Defining the sequence recognized with BmFTZ-F1, a sequence specific DNA binding factor in the silkworm, Bombyx mori, as revealed by direct sequencing of bound oligonucleotides and gel mobility shift competition analysis.

作者信息

Ueda H, Hirose S

机构信息

Genetic Stock Research Center, Graduate University for Advanced Studies, Shizuoka-ken, Japan.

出版信息

Nucleic Acids Res. 1991 Jul 11;19(13):3689-93. doi: 10.1093/nar/19.13.3689.

Abstract

BmFTZ-F1 is a Bombyx mori homologue of FTZ-F1, a positive regulator of the fushi tarazu gene of Drosophila melanogaster. In order to determine the sequence recognized with this factor, we made three sets of oligonucleotide mixture which contain 4 possible nucleotides at different positions within the previously proposed 12-bp binding consensus sequence. Oligonucleotides which bound to purified BmFTZ-F1 were separated by a gel mobility shift procedure and a binding sequence was determined by direct sequencing through Maxam-Gilbert method.
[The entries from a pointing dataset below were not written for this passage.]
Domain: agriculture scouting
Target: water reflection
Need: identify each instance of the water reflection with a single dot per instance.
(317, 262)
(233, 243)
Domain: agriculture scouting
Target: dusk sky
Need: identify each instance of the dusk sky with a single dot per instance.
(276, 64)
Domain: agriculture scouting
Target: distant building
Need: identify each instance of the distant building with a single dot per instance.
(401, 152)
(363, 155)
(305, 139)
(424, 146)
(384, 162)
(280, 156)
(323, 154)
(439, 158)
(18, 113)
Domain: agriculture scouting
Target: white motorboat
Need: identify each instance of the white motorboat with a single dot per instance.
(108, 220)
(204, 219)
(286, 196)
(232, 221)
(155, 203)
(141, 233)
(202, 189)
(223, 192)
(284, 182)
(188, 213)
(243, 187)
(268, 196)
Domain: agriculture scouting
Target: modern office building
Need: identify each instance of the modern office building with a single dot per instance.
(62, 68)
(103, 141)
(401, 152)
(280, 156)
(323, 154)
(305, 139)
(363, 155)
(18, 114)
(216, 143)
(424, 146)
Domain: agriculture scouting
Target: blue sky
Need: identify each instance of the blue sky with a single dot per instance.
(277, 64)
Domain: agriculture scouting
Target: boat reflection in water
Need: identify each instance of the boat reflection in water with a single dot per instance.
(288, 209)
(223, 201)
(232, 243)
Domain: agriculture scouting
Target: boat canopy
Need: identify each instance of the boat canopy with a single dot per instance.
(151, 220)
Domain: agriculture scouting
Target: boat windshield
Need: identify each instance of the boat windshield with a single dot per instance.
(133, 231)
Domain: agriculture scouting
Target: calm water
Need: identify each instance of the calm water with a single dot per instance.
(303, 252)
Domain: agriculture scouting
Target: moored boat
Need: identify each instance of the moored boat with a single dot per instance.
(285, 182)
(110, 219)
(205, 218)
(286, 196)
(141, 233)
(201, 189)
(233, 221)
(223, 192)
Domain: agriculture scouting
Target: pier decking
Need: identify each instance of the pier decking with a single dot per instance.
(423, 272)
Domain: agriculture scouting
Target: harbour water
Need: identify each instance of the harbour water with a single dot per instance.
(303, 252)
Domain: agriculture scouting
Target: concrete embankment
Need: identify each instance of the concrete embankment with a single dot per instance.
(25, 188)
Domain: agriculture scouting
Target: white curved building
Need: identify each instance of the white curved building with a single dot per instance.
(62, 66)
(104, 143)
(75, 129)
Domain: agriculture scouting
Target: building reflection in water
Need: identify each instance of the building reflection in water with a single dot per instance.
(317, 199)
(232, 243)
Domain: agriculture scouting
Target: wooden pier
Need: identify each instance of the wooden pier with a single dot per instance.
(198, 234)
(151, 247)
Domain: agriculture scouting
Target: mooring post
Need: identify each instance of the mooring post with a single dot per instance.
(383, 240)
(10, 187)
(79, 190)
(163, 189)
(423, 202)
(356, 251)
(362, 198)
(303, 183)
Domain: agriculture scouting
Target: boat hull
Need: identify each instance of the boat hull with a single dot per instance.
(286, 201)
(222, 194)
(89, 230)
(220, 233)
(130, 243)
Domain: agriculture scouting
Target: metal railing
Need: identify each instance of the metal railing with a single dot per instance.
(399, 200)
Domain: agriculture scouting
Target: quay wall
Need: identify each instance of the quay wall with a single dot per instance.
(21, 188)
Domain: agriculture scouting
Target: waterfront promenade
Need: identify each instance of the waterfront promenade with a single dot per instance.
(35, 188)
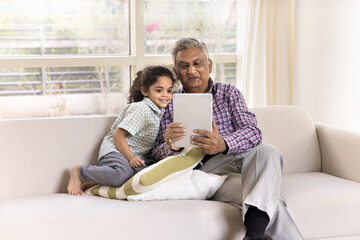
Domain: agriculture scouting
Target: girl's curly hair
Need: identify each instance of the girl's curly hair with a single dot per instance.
(145, 78)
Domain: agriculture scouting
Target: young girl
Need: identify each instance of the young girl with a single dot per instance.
(125, 148)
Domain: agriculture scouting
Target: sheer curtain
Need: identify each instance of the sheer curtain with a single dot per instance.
(265, 51)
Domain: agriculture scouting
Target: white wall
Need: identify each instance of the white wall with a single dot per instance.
(327, 61)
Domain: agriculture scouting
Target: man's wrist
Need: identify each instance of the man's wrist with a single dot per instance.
(226, 148)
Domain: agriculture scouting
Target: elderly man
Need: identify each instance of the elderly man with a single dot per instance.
(233, 147)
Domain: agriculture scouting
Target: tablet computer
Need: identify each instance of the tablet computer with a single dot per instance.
(194, 111)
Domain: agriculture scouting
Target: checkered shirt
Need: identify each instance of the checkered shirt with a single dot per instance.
(235, 123)
(141, 120)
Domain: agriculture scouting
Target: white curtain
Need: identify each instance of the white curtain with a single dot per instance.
(265, 51)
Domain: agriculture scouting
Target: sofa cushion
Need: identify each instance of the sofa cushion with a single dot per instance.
(62, 216)
(291, 130)
(321, 205)
(175, 171)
By this analysis, 7 positions showed clear sequence preference and 5 positions showed weak or no sequence preference. The importance of each nucleotide at each position was confirmed by a gel mobility shift competition analysis and results were presented as a quantitative difference in the binding affinity. From these analyses, we conclude that the best binding sequence of BmFTZ-F1 is 5'-PyCAAGGPyCPu-3'. This method may be useful for the determination of a binding sequence of other sequence specific DNA binding factor.

摘要

BmFTZ - F1是果蝇腹节基因(fushi tarazu gene)的正向调节因子FTZ - F1在家蚕中的同源物。为了确定该因子识别的序列,我们制备了三组寡核苷酸混合物,它们在先前提出的12个碱基对的结合共有序列内的不同位置含有4种可能的核苷酸。通过凝胶迁移率变动实验分离与纯化的BmFTZ - F1结合的寡核苷酸,并通过Maxam - Gilbert法直接测序确定结合序列。通过该分析,7个位置显示出明显的序列偏好,5个位置显示出较弱或无序列偏好。通过凝胶迁移率变动竞争分析证实了每个位置上每个核苷酸的重要性,并将结果表示为结合亲和力的定量差异。从这些分析中,我们得出结论,BmFTZ - F1的最佳结合序列是5'-PyCAAGGPyCPu-3'。该方法可能有助于确定其他序列特异性DNA结合因子的结合序列。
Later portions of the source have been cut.